Lately I find myself in love with the smell of places: the sharp, bay-leaf infused air of Pt. Reyes, the stinging, salty sea-smell of the Pacific, the loamy, soil-rich fragrance that marks Sonoma County. Scent and memory are, for me, intertwined, and Northern California does not lack for delicious and wonderful natural aromas — here, the air is thick and complex with water and earth and fog.
But underneath all of this — underneath all my deep and enduring love for coastal California — is the scent-memory of the dry, clear, piñon-scented air of New Mexico.
I visited the state four years ago for just a brief trip, but it burrowed its way into my heart and stamped dusty desert footprints across it. Is it possible to miss places one has visited merely once? And yet, I do miss it: the cold, clear stars; the sweet, smoky, air; the flat, dry land rimmed by mountains; the shining ribbon of the Rio Grande cutting through the canyons; grey casinos huddled like rocks against a vast expanse of dark earth; the bones of the Spanish settlement laid bare and forgotten to the sun. I’ve often asked myself if I lived there, would I feel land-bound, hemmed in without an ocean? Somehow I feel I would not, for there is the grand river, and the wide-open.
This, then, is my love letter to New Mexico on this trumped-up holiday celebrating all things garish, and lovely. It may be an unconventional Valentine, but it is mine nonetheless.
Today, rather than plying myself with chocolates, or other sweets, I remember the fry bread I tasted for the first time in a little restaurant in Albuquerque. Instead of dressing up for a meal at a fancy — and overpriced — restaurant, I wish for my down vest, a necessary accoutrement for clambering up wind-swept rocks to explore abandoned pueblos. I remember strongly the sweet smell of the ever-burning piñon wood fires, smoke curling into the bluest sky. I would like to bake my obligatory dessert in a mud oven, rather than in my own tiny, indoor specimen. I want to cook with sage and piñon nuts, and all the other wild herbs and plants that were used by native people long before Europeans landed here. I want to bring the outdoors into the kitchen.
It is true that some places are close in your heart forever. I choose the Sierra Nevada, the Yosemite, a point on the edge of California, and the stretch of land in between Santa Fe and Taos, as mine.
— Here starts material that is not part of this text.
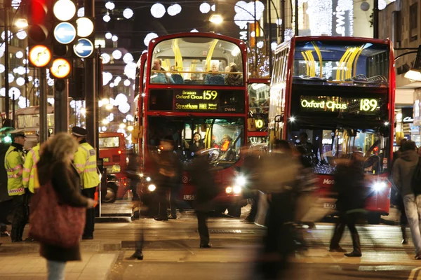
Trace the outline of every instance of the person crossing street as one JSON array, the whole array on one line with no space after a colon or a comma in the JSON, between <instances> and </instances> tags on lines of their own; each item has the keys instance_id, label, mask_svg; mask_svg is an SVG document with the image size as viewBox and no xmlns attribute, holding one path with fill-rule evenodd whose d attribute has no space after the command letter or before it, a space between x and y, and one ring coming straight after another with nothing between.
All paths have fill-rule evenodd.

I was in love with the whole world and all that lived in its rainy arms
Wild Sage Bread, from the Pueblo Indian Cookbook, by Phyllis Hughes
1 package dry yeast
1 cup native or cottage cheese
1 tb. vegetable oil
1 tb. sugar
2 tp. crushed dried wild sage
1 tp. salt
1/4 tp. baking soda
1/4 cup lukewarm water
2 1/2 cups flour
Mix all dry ingredients thoroughly. Dissolve the yeast in the water. Beat together the egg and cheese until smooth in a large bowl, then add the oil and yeast.
Pre heat oven to 350 F. Beat in the flour mixture slowly, beating vigorously after each addition until a stiff dough has formed. Cover dough with a cloth and let rise in a warm place for about an hour, or until doubled in bulk. Punch dough down, knead for a minute, then put into a buttered loaf pan. Cover and let rise 40 minutes. Bake for 50 minutes.
1 1/2 cups whole wheat flour
1/2 cup piñon nuts, ground to meal
2 tp baking powder
1/2 tp. salt
2 tb. sugar
2 tb. butter or olive oil
1/2-1 cup water
Sift flour, piñon, salt and baking powder together. Add the butter or oil and mix thoroughly. Add water a bit at a time to form a medium dough.
Knead dough for 5 minutes. Cover and let stand a few minutes. Divide the dough into egg-sized balls and roll into round cakes about 1/8-inch thick. Cook on a stove-top griddle, or bake in a 350-degree oven [recipe does not specify for how long, but I would say until slightly puffed and golden]. Serve hot, with honey.